In the almost eight years since my first overseas trip to Japan, I have been on another six international flights that have taken me to Beijing and Paris, London and Saigon and so many other places in between. I have exceeded my childhood travel dreams of multiple trips to New York, and touring Graceland (tick and tick!)
In November 2015, one of my closest friends and I finally decided to start planning a trip to Turkey and Croatia. On the first day of high school we decided we’d sit together at lunch time, and not too long after that we decided we’d one day go to Turkey. Our shared curiosity for Turkey revolved around ANZAC Day. Over the years it developed into a more well-rounded desire to explore a country so different from our own.
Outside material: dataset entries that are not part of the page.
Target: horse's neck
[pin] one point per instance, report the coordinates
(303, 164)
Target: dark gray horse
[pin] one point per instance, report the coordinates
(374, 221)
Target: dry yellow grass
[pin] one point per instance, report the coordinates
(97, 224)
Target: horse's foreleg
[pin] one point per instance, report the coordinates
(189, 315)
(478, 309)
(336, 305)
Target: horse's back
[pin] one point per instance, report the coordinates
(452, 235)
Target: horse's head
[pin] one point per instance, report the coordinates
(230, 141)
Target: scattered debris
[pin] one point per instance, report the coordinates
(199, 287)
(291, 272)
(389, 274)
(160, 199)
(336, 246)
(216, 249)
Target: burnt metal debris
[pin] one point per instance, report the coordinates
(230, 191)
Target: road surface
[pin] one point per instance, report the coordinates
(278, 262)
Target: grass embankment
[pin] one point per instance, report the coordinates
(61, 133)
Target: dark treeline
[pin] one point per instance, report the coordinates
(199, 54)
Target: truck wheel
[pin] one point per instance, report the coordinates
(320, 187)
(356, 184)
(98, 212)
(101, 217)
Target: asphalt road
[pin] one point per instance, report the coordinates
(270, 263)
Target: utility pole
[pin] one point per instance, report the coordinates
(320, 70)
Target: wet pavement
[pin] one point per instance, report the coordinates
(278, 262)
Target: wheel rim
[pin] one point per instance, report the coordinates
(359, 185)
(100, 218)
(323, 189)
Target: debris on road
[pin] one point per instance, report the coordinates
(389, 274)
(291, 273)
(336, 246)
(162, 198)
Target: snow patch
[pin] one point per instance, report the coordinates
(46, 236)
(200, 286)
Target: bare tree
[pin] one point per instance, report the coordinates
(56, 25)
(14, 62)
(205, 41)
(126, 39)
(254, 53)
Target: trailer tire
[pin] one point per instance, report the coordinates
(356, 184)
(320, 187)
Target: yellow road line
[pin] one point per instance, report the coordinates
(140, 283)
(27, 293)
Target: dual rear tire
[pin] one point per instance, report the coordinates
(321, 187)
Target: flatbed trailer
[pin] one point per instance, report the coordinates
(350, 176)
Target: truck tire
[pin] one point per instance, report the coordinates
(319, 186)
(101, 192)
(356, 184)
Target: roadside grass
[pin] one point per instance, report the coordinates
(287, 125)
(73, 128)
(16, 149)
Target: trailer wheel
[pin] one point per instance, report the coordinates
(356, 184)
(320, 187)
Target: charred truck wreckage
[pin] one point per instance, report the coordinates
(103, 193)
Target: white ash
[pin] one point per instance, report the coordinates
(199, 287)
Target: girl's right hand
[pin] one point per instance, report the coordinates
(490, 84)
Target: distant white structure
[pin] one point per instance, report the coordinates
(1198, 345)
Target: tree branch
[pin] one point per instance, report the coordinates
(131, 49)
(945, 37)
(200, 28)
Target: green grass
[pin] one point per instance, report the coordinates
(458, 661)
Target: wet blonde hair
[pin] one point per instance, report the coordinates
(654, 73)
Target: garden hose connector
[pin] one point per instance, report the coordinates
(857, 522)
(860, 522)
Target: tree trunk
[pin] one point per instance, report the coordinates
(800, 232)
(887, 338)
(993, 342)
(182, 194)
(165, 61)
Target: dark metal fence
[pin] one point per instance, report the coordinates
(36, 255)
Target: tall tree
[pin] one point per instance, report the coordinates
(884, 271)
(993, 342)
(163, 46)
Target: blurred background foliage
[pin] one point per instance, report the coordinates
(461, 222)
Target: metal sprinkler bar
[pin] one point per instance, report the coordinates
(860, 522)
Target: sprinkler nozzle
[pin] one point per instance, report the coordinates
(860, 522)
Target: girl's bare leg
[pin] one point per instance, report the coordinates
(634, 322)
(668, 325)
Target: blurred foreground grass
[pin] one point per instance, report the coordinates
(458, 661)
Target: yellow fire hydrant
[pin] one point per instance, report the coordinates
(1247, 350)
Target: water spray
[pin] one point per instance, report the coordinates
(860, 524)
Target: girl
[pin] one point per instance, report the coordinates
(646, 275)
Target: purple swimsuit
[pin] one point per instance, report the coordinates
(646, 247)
As a female, mostly solo traveller I’ve been fortunate to have felt safe and in control of my foreign surroundings (with the exception an occasion in Delhi and another in Washington, D.C.) So when I read about terrorist attacks in Turkey in the early planning stages of our trip, my experience assured me that I would feel safe once there. That feeling changed just days before our 25 March departure, when scrolling through my Twitter feed I saw the headline, ‘Istanbul shopping area hit by suicide bomber.’ Cue panic. Unlike the earlier attacks, this one made my heart stop. What followed was a series of phone calls, emails and what-would-you-do chats between my friend, travel agent, parents, sister and co-workers about what the hell I should indeed do.
In one of the toughest decisions I’ve made, I chose to trust my initial gut feeling. I didn’t want my Turkish experience to be defined by constantly looking over my shoulder, so at the last minute I decided to go to Italy instead. Even though I knew it was the right decision for me, I didn’t fully reconcile with it until I enjoyed my first day in beautiful Venice.
My friend chose to go ahead as planned. We were disappointed about not sharing Turkey together, but we 100% supported each other – and had the best time in Croatia before parting ways at the Zagreb bus station. As expected, my friend travelled through Turkey without incident and I explored Italy, a country that was never on my radar until two days before flying out of Melbourne.
I chose to go to Japan for my first overseas trip at 21 years old because I could. I have chosen to travel solo, with friends and in tour groups because I could. I chose to go to New York four times because I could. Unlike the millions of Turkish citizens who live in fear every day, I chose to remove myself from the fear (or my version of it) and go to Italy instead because I could. Unlike Turkish citizens, I was able to make, albeit unsuccessfully, an insurance claim on my losses – not for a life or a limb, but for a couple of thousand dollars – because I could.
I have been able to make all of my travel choices because I have been privileged to do so. I’ve never experienced homelessness or missed out on quality education; I’ve never been discriminated against because of the colour of my skin; I’ve always had food on the table and been able to pay my rent and bills without concern, and I’ve always had the capacity to save money for my next overseas destination. What my normal is, is not normal for so many. My life’s circumstances and options available to me have allowed me to make the best possible travel choices – the outcomes of which have at best, been profoundly life-changing, and at worst set me back two months on my savings goals.
Travelling is not about gawking at something other through an entitled lens – any overseas traveller who says they haven’t fallen into this trap once or twice is a liar. But travelling is about creating experiences and a sense of adventure, developing compassion and knowledge through eye-witness accounts, and being a respectful and respected global citizen.
I’ve had some of the most amazing experiences of my life as a traveller: seeing the Taj Mahal for the first time, hiking a 14km stretch of the Great Wall while recovering from glandular fever, touching the Bocca della Verità in Rome, and even strolling through Central Park on a rainy day. Overseas travel is a privilege I am aware of and grateful for; particularly because not everyone is in a position to do it, or even feel safe, enabled and empowered in their own country.